To put this in perspective, none of the customer's 30 internal machines generated a single alert with the optimized monitors applied, while the roughly 450 monitored customer agents generated 2083 alerts. In our MSP practice (with all agents having optimized alerts), 2530 monitored agents generated only 31 alerts for the entire day. Granted - this is a slow week for tickets, but we usually average around 45 alert tickets on a typical busy day for that number of agents. This is the value of optimizing your monitor sets.

The key difference is the time we spent on reviewing and optimizing the alerts and the monitor sets that define them. Things we considered include:

  • Can we do something for this alert? If not - why alert on it? Maybe it should be logged for trend analysis instead.
  • Is the threshold appropriate? Have we considered the platform capability, system optimization (or lack thereof), or other environmental limitations when defining the alert?
  • Is the rearm period reasonable?
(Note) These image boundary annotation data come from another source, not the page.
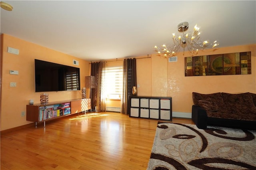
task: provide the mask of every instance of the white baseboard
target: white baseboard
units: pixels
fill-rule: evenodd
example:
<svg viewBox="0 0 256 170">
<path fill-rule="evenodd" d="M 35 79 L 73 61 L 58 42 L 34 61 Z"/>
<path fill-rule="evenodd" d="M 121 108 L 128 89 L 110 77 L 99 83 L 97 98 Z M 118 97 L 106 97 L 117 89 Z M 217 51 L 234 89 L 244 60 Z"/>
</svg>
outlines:
<svg viewBox="0 0 256 170">
<path fill-rule="evenodd" d="M 191 119 L 192 118 L 192 113 L 184 112 L 172 112 L 172 117 Z"/>
<path fill-rule="evenodd" d="M 121 108 L 120 107 L 106 107 L 106 111 L 110 112 L 121 112 Z"/>
</svg>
One of the biggest reasons for alert floods is a rearm period too short for a remediation action to be performed.
  • If this is a performance alert, is someone available to look at it RIGHT NOW? If not, log and don't alert on performance, as you usually won't be able to identify the reason for performance hits unless you can look at it while it's happening.
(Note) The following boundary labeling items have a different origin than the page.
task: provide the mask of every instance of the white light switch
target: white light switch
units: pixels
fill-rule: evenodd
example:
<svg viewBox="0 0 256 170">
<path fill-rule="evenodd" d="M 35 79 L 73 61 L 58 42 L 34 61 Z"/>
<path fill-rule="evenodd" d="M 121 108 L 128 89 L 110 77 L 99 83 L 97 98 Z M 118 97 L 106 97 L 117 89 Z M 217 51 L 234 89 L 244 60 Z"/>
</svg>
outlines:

The point here is that time taken to review and optimize your monitor sets is an investment, not an expense in time and labor. Internally, we've seen reductions of Service Desk tickets by 63% after moving to the optimized monitor sets. After 18 months of using the optimized monitors (plus the auto-remediation capability of Service Desk), we've been able to move staff from help-desk to project work, keeping just 2-3 engineers on help desk each day. Our help desk team does live call answer of customer calls in addition to handling the alert tickets. Project work is typically more profitable, so the time spent optimizing the monitors has had direct and measurable results in the bottom line - worth every minute!